OUTREACH AT SAINT MARY'S . . . Donations and volunteers are needed for our next Drop-in Day on July 11, and for the many requests for assistance between Drop-in Days . . . Please contact Sister Monica Clare if you would like to volunteer for this important ministry or if you would like to make a donation . . . We continue to receive nonperishable food items for our outreach partner, Saint Clement's Food Pantry. Please place those items in the basket near the ushers' table at the Forty-sixth Street entrance to the church.
ABOUT THE MUSIC . . . The cantor at the Solemn Mass on Sunday, July 8, is soprano Charlotte Mundy, a member of the parish choir. During the ministration of Communion she will sing a setting of Psalm 23 by Antonín Dvořák (1841-1901). In March 1894, while he was living in New York City, Dvořák composed a cycle of ten Biblical Songs, Opus 99, of which Psalm 23 is the fourth. These songs all derive their texts from the Psalter and were first published in Czech with English and German translations in 1895. The Psalms were scored originally quite simply for piano and voice. Dvořák orchestrated only the first five of the songs in a manuscript which was published posthumously in 1914. These Biblical Songs are notable for their simplicity of means and effectiveness of expression. They are often performed as a cycle or in select groupings. Psalm 23 lends itself well to liturgical performance.
The organ voluntaries this morning are the first and second movements of Cantata 29 by Johann Sebastian Bach (1685-1750), transcribed for organ solo. Cantata 29, Wir danken dir Gott, wir danken dir (We thank you, God, we thank you) was first performed at the installation of the town council in Leipzig in 1731 and is known to have been performed subsequently on like occasions in 1739 and 1749. It opens with the brilliant instrumental Sinfonia which, itself, is Bach's reworking of the Prelude from his own third Partita for solo Violin, BWV 1006. As Bach recast it for Cantata 29, it is transposed from E to D-major, and the organ is assigned the original violin solo part. The second movement of Cantata 29, played for the postlude today, is a grand motet-style chorus (Wir danken dir), the music of which also appears twice in Bach's Mass in b-minor: at Gratias agimus tibi, and again as the concluding Dona nobis pacem.
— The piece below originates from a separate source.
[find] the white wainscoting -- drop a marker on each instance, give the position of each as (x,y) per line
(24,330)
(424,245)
In its original form the four choral parts are supplemented by instrumental doubling, and a halo of three independent trumpet parts further adorns the climactic finish of this stately chorus. —David Hurd
LOOKING AHEAD . . . Monday, July 23, Saint Mary Magdalene (transferred) . . . Wednesday, July 25, Saint James the Apostle . . . Monday, August 6, The Transfiguration of Our Lord Jesus Christ . . . Tuesday, August 14, The Eve of the Assumption of the Blessed Virgin Mary . . . Wednesday, August 15, The Assumption of the Blessed Virgin Mary . . . Friday, August 24, Saint Bartholomew the Apostle . . . Monday, September 3, Labor Day.
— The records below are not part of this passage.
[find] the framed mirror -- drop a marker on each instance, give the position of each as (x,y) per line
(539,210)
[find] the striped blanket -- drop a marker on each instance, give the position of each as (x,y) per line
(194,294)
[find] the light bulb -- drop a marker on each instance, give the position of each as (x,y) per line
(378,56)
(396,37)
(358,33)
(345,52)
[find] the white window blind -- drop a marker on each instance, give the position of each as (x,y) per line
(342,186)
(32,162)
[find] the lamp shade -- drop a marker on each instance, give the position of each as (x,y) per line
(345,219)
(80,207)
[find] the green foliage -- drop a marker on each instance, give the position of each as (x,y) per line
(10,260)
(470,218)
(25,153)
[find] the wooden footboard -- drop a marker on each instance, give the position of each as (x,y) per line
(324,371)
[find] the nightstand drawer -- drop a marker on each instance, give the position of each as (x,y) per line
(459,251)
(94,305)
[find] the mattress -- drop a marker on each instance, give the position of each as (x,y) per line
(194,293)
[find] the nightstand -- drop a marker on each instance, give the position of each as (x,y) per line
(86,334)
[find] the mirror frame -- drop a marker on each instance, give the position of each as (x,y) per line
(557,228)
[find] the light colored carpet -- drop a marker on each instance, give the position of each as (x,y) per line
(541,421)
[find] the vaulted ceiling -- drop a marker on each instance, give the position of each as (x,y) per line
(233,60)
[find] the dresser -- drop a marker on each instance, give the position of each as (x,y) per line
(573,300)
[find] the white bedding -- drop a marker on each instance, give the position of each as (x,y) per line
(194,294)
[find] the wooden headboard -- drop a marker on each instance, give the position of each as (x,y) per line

AT THE GALLERIES . . . At the Jewish History Center, 15 West Sixteenth Street, New York, NY (between Fifth and Sixth Avenues): 1938 Projekt: Posts from the Past. From the Center's website, "Eighty years after the events of 1938, how does one grasp the mixture of horror and surprise felt by the victims of the Nazi regime? One significant way is to look at the letters, diaries, and photographs saved by German Jews and their families. Using documents from our archives and those of several partner institutions, the Leo Baeck Institute - New York | Berlin will update www.1938projekt.org with personal stories based on documents from our own collections and the collections of partner institutions-one for each day in 1938. These materials illustrate the range of reactions and emotions that individuals and families had as they struggled to escape Germany and Austria in order to survive. In addition, significant world events are described alongside the calendar entries to provide a broad context for the individual stories."